Over the past two weeks, U.S. business jet and prop activity has reached 85 percent of normal levels for the period. In fact, California has reclaimed its status as the busiest state, with around 10,000 business aircraft departures in the last two weeks—8 percent under par. Meanwhile, Florida has sustained its year-over-year growth trends from June and is up 12 percent, and Colorado, Montana, and Arizona have all seen about 5 percent growth in flights in the two weeks preceding the July 4 holiday. But the U.S East Coast is still suffering the biggest declines in activity, with New York and New Jersey down 23 percent and 40 percent year-over-year, respectively, in the last two weeks.
Globally, recovery in aircraft utilization has also been encouraging, with Europe back up to 77 percent of normal activity, while Oceania and South America have stabilized at around 93 percent of usual activity, WingX said. Asia is somewhat stuck at 27 percent below normal and traffic in Africa continues to trail by 31 percent.

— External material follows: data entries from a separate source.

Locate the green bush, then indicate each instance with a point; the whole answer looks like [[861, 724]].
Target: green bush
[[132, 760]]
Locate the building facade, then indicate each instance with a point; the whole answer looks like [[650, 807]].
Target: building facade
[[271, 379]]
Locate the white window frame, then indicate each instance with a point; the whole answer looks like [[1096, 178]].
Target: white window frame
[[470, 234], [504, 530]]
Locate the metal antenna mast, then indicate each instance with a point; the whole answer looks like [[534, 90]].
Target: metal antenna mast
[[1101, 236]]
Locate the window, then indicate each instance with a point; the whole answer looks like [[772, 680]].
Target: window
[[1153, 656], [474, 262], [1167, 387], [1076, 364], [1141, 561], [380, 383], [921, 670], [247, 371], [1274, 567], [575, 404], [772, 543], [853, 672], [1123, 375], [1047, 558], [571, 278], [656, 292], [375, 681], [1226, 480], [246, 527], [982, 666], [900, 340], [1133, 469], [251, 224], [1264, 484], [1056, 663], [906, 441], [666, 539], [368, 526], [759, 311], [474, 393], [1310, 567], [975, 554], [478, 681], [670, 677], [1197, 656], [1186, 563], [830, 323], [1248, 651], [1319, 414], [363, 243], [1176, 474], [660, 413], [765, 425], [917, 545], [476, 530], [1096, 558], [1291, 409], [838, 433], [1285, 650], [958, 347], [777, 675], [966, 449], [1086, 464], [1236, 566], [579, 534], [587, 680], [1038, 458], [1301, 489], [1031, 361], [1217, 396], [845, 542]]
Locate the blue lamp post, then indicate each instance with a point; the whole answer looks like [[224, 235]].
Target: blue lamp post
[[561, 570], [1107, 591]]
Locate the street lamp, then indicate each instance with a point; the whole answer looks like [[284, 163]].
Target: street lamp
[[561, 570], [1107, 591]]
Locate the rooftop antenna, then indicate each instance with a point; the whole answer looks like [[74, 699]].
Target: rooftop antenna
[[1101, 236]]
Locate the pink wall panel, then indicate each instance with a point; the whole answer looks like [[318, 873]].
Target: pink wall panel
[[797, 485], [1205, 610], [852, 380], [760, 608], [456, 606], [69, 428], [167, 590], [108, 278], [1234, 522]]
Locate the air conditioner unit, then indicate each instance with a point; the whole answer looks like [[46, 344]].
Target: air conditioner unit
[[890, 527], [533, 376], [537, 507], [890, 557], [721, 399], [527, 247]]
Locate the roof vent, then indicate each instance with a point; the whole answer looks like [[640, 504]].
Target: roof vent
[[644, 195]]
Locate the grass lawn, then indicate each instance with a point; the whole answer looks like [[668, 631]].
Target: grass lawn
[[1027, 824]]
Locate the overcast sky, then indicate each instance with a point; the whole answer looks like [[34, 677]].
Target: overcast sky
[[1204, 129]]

“Whether it’s despite the growing contagion concerns, or because of them, business aviation activity is continuing to be led by a recovery in the U.S., especially evident around Independence Day,” said Wingx Advance managing director Richard Koe. “Leisure demand is clearly the driver at this point, with the holiday seeing lots of traffic to popular summer resorts. In Europe, charter requests are breaking records, and even if conversion is low, we expect to see the next month’s charter activity reflect a fairly strong pipeline. The longer-term outlook depends on what happens to business travel.”